Network topology of core and ring components
To analyze core and ring components in PPI networks, we derived a human PPI network from 1,515 homologous modules. This PPI network comprised 2,391 proteins and 11,181 PPIs (Figs. 2A and 2B), and was evaluated based on the characteristic of scale-free networks that can be described as P(k) ~ k−r, in which the probability of a node with k links decreases as the node degree increases on a log–log plot (Fig. 2C). The degree exponent γ was 1.60 in this PPI network, which was consistent with the architecture of previously described cellular networks27,28. Figure 2C shows the distribution of node degrees for core proteins, ring proteins, and all proteins in this human PPI network. For 1,069 core proteins, 1,322 ring proteins, and 2,391 proteins of this PPI network, the distribution of node degrees of core proteins (median is 8) was significantly higher than that of ring proteins (median is 3; P = 1e-117; Fig. 2D).
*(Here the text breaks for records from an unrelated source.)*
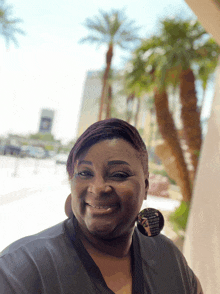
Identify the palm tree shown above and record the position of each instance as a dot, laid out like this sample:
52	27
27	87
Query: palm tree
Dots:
145	75
180	46
113	29
9	25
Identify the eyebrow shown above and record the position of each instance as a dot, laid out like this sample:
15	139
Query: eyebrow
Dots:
110	163
115	162
84	162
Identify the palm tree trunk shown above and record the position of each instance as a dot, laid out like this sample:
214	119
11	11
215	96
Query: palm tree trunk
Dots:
109	102
109	56
169	133
130	99
137	112
190	115
202	102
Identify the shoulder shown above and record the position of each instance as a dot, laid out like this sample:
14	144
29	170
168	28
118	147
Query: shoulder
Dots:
27	262
162	256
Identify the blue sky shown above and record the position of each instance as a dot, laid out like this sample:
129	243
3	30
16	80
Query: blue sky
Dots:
49	67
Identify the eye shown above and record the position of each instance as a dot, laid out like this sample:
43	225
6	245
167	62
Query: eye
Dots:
84	174
120	175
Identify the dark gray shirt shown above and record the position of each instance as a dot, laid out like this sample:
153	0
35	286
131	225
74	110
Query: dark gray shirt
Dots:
55	261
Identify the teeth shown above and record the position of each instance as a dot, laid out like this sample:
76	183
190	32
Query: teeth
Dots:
100	207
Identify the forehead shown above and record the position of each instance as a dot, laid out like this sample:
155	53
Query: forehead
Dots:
110	149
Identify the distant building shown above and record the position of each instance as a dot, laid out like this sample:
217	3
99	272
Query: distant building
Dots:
46	121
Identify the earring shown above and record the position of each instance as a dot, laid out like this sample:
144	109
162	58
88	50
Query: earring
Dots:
150	222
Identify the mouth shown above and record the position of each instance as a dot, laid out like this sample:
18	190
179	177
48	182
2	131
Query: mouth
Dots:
102	209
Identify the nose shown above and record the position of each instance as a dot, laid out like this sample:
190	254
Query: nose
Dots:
99	186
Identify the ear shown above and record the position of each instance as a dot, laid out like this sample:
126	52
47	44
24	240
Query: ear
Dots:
146	185
67	207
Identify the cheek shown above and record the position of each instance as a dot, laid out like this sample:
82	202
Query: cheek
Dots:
132	193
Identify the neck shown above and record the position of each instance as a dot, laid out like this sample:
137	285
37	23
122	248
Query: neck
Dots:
118	247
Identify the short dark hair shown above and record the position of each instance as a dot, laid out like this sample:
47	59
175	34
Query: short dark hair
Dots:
106	130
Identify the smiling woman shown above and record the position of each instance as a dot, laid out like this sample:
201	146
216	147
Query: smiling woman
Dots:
99	249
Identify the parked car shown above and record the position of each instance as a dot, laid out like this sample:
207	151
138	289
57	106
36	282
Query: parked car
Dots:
32	151
61	158
11	150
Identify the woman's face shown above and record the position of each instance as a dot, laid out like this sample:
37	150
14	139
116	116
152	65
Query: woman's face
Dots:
108	188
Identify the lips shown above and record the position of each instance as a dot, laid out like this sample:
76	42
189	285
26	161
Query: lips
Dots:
97	208
102	206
On the basis of a previous study29, we considered proteins within the top 25% of the highest degree (here, degree ≥ 10) as hubs of the network. The IES distribution of these core proteins was consistent with the hub distribution of this PPI network, particularly at the center of the network (Figs. 2A and 2B). Moreover, 43% of core proteins with degrees of ≥10 were hubs, and only 12% of ring proteins were hubs. Interestingly, node degrees of ring proteins in modules were lower than those of all proteins in this network, indicating that core proteins but not ring proteins play major roles in high connectivity of module sub-networks. Our results suggest that core proteins are preferential constituents of network hubs, as reflected by protein IES values. This observation is consistent with a previous study showing that highly conserved enzymes in a metabolic network were frequently highly connected at the center of the network and were involved in multiple pathways30. In the CDK1–PCNA–CCNB1–GADD45B module, the core proteins CDK1, CCNB1, and PCNA had higher degrees (≥17) than the ring protein GADD45B (degree = 3) in the human PPI network (Figs. 1F, 2A, and 2B).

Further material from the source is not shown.